Their study, “Effect of Risperidone on the Motor and Functional Disability in Children With Choreoathetoid Cerebral Palsy,” was published in the journal Pediatric Neurology.
Children with choreoathetoid cerebral palsy exhibit disabling and abnormal movements known as chorea — jerky involuntary movements affecting the shoulders, hips, and face. However, these children have preserved cognitive skills.
While pharmacological and nonpharmacological approaches, such as botulinum toxin (Botox) and surgeries, are available to treat children with spastic cerebral palsy (the most common type of cerebral palsy, characterized by muscle spasticity), little is available for children with the choreoathetoid form of the disease.
Currently available therapies to manage chorea include benzodiazepines — a class of psychoactive therapies with sedative and relaxant properties — and tetrabenazine, used to treat Huntington’s disease-associated chorea.
However, these compounds are associated with side effects, including sedation, and are often not suitable for long-term treatment.
Risperidone, a second-generation antipsychotic, has been shown to be safe and beneficial to treat patients with rheumatic and Huntington’s chorea. The medication is also approved by the U.S. Food and Drug Administration to treat irritability associated with autism in children and adolescents ages 5-16.
Researchers investigated the effectiveness and safety of risperidone to treat chorea in 35 children (mean age of 6.35) with choreoathetoid cerebral palsy. Patients were treated with risperidone for six months, along with their standard care.
Researchers assessed improvement in choreoathetoid movements, upper-limb functions, and quality of life using the Abnormal Involuntary Movement Scale (AIM), the Quality of Upper Extremity Skill Tests (QUEST), and the Cerebral Palsy-Quality of Life questionnaire, respectively.
Among the 35 patients enrolled, 30 completed six months of risperidone therapy while five participants were excluded due to missed dosages.
After six months of treatment, abnormal movements were significantly reduced.
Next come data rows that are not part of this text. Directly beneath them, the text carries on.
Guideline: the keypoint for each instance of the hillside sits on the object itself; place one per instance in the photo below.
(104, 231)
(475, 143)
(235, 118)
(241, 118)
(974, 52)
Additionally, the functional ability of upper limbs and quality of life also increased.
Over the course of the study, researchers noted a positive change across almost all the domains evaluated, including an improvement in facial and extremity movement score. Trunk movement score slightly improved, but not in a statistically significant manner.
Less abnormal movements resulted in improved self-esteem, positive change in behavior, and improved motor skills, which, in school-going children, translated into better scholastic performance due to improvements in handwriting.
Risperidone was well-tolerated and no children developed or reported life-threatening or extrapyramidal (movement-related) side effects.
“Risperidone is a promising drug to manage children with choreoathetoid cerebral palsy and is well tolerated in children,” researchers wrote.
But the authors added that “despite the beneficial effect of risperidone in children with choreoathetoid cerebral palsy observed in the present study, these findings need to be interpreted cautiously and need further validation due to potential limitations of the study.”